MediSecure, an Australian prescription supply service supplier, revealed that roughly 12.9 million individuals had their private and well being data stolen in an April ransomware assault.
The corporate was pressured to close down its web site and cellphone strains to include the assault, disclosing it on Could 16 as a “cyber security incident.”
On the time, the Australian Nationwide Cyber Safety Coordinator (NCSC), who was serving to MEdiSecure to mitigate the breach, described it as a “large-scale ransomware data breach.”
Whereas investigating the ransomware assault, MediSecure discovered that the risk actors stole 6.5TB of knowledge, which has since been restored from a server backup.

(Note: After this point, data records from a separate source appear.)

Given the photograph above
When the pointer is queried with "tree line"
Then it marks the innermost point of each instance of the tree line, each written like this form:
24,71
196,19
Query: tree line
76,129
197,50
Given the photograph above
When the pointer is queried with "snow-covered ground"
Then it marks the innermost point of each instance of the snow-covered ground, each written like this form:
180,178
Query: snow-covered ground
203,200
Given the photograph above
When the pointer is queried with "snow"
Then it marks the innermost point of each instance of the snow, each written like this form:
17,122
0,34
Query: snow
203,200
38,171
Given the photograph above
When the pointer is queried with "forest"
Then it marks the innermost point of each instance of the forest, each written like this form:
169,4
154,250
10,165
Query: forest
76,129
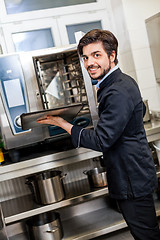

“On 13 April 2024, MediSecure was made conscious of the Incident when it was found a database server had been encrypted by suspected ransomware. On 17 Could 2024, with the help of IT specialists, MediSecure efficiently restored an entire backup of the server and took instant steps to analyze the impacted data,” the corporate mentioned in a Thursday assertion.
“MediSecure can affirm that roughly 12.9 million Australians who used the MediSecure prescription supply service throughout the approximate interval of March 2019 to November 2023 are impacted by this Incident based mostly on people’ healthcare identifiers. Nevertheless, MediSecure is unable to determine the precise impacted people regardless of making all affordable efforts to take action as a result of complexity of the information set.”
The non-public and well being data impacted by this breach pertains to prescriptions distributed by MediSecure till November 2023, together with names, dates of beginning, addresses, contact data (cellphone numbers and electronic mail addresses), particular person healthcare identifier (IHI), Medicare card numbers, prescription medicine (title of drug, energy, and amount), and purpose for prescription and directions.
It additionally included Pensioner Concession, Commonwealth Seniors, Healthcare Concession, and Division of Veterans’ Affairs (DVA) (Gold, White, Orange) card numbers.
“Be looking out for scams referencing the MediSecure data breach, and don’t reply to unsolicited contact that references the data breach skilled by MediSecure.” the Australian Nationwide Cyber Safety Coordinator warned on Thursday.
“If contacted by somebody claiming to be a medical or different service supplier, together with monetary service supplier, looking for private, cost or banking data it is best to dangle up and name again on a cellphone quantity you have got sourced independently.”
MediSecure was one in every of two Australian prescription supply companies till late 2023 when it was changed by one other firm, Fred IT Group’s eRx Script Trade (eRx).